Hardiness Zone 7a
Location: Surrounded by Fields, 219-223 meters above sea level (minimal slope from west to east and north to south), windy location, full sun
Soil: Medium heavy loam, pH: 6,5-7 (Ill send some soil samples to a company so i know how the quality is)
I’m doing something pretty big next year. I’m removing a conifer collection and putting in rows to plant fruit trees. I’m going orchard style with posts and wires and spacing between rows of appx. 3-meters. I’m going to prune with spacing between trees of appx. 1.5 to 2 meters and a height of 3 meters. It’s going to look awesome from my kitchen window because I’ll be looking down the middle of each row. 3/4’s an acre or thereabouts.
Like this: with wires on each side of the trees with the trees in the middle.
I don’t think you will have compatibility issues with myrobalan for your gages and would give them a chance.
I would stay away from St. Julien if you don’t have your orchard close cause they are struggling in our summers.
If you don’t water frequently the growth will be minimal and the leaves will look in August like in November (my own experience). I would also advise against using VVA-1 (Krymsk 1) or Wavit/Wangenheim although I heard about a new Wangenheim strain which I cannot remember the name of, that’s good for our conditions. I am slowly replacing all my Wangenheims with myro/myro Cs. It all depends how much time you have. If you have your orchard behind your house, fertilize/spray/water regularly, keep the area around the tree free of grass, those are good rootstocks.
If you can get to your garden only every 10-14days for a short time and it looks like a jungle they will suffer.
My M9 apples I keep around the house look all great with a lot of growth. Those planted in my orchard are pity to look at.
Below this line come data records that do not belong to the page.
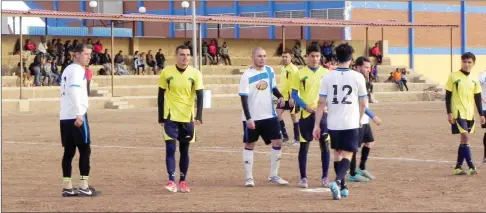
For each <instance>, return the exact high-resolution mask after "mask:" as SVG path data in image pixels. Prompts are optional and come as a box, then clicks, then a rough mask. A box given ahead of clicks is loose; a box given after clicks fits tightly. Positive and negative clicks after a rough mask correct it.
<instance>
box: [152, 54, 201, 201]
mask: <svg viewBox="0 0 486 213" xmlns="http://www.w3.org/2000/svg"><path fill="white" fill-rule="evenodd" d="M175 53H176V61H177V63H176V65H174V66H168V67H166V68H164V69H163V70H162V72H161V74H160V80H159V95H158V108H159V116H158V118H159V123H160V125H162V126H163V127H164V139H165V148H166V150H165V154H166V155H165V163H166V167H167V173H168V174H169V182H168V183H167V184H166V185H165V189H166V190H167V191H169V192H177V185H176V183H175V169H176V168H175V165H176V162H175V151H176V141H179V152H180V159H179V170H180V179H179V190H180V191H181V192H184V193H187V192H189V191H190V189H189V187H188V185H187V183H186V177H187V171H188V169H189V144H190V143H193V142H195V127H194V124H195V125H200V124H202V109H203V89H204V88H203V77H202V74H201V72H200V71H199V70H197V69H196V68H194V67H191V66H189V61H190V59H191V51H190V50H189V47H187V46H184V45H182V46H178V47H177V48H176V51H175ZM194 98H196V99H197V113H196V114H194V102H195V101H194Z"/></svg>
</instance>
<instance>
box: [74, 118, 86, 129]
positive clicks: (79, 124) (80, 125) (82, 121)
mask: <svg viewBox="0 0 486 213" xmlns="http://www.w3.org/2000/svg"><path fill="white" fill-rule="evenodd" d="M83 122H84V121H83V116H81V115H76V121H74V126H77V127H80V126H81V125H83Z"/></svg>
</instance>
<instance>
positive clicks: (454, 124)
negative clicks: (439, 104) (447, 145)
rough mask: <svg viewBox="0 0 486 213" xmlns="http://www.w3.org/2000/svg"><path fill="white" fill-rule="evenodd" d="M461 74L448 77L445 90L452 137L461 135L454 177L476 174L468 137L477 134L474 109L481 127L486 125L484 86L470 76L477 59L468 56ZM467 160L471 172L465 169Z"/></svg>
mask: <svg viewBox="0 0 486 213" xmlns="http://www.w3.org/2000/svg"><path fill="white" fill-rule="evenodd" d="M461 60H462V63H461V70H459V71H457V72H453V73H451V74H450V75H449V79H448V80H447V83H446V86H445V89H446V110H447V117H448V120H449V123H450V124H451V125H452V134H461V141H460V145H459V150H458V151H457V154H458V156H457V164H456V167H455V169H454V173H453V174H455V175H467V174H469V175H473V174H477V171H476V167H475V166H474V164H473V162H472V157H471V150H470V149H469V144H468V143H469V134H470V133H473V132H474V105H476V108H477V110H478V113H479V115H480V117H481V124H484V123H485V119H484V115H483V109H482V104H481V85H480V84H479V81H478V80H477V79H476V78H475V77H473V76H472V75H471V69H472V68H473V66H474V64H475V63H476V56H475V55H474V54H472V53H470V52H466V53H464V54H462V56H461ZM464 159H465V160H466V162H467V165H468V166H469V171H467V172H466V171H464V170H463V169H462V163H463V162H464Z"/></svg>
You don’t have to worry about space, 4m is plenty, so pick something vigorous, it will save you some headache
I never heard about gages being incompatible with Myro, and Myro is probably the most common RS for gages in the US. I would speculate that the observed incompatibility might be due to some latent virus in gage scionwood which occurs in Europe but does not exist or is uncommon in the US. This situation might be akin to Prune Brown Line Disease that is associated with tomato ringspot virus (see http://ucanr.edu/repository/fileaccess.cfm?article=72348&p=JLDMMJ)
Mulberries and native persimmons tend to require more room than most common tree fruits on typical “semi-standard” rootsock (apples on 7 or 111).
I wonder why you focus on gage plums- there are so many other wonderful E.plum varieties that are often easier to grow, more reliable producers and more useful from a culinary stand point. People love my Green Gage plums, but love my Valor, Castleton, Empress and others just as much, or more.
One piece of advice I can give you that I’m sure you would ultimately appreciate is to pick varieties that stagger the harvest as much as possible.
I love only very sweet plums also, and the varieties of prune plums I and many on this forum grow get sugar at least as high as gages. Sugar content is not what differentiates these varieties as a group. Perhaps you had a Stanley plum, which some years here fall from the tree while still green and never get the fully sweet, amber colored flesh. It is often sold as Italian.
If you fail to consider the relative difficulty in growing varieties and the reliability of their cropping in your region, you will likely end up wasting time and switching varieties over. Been there, done that.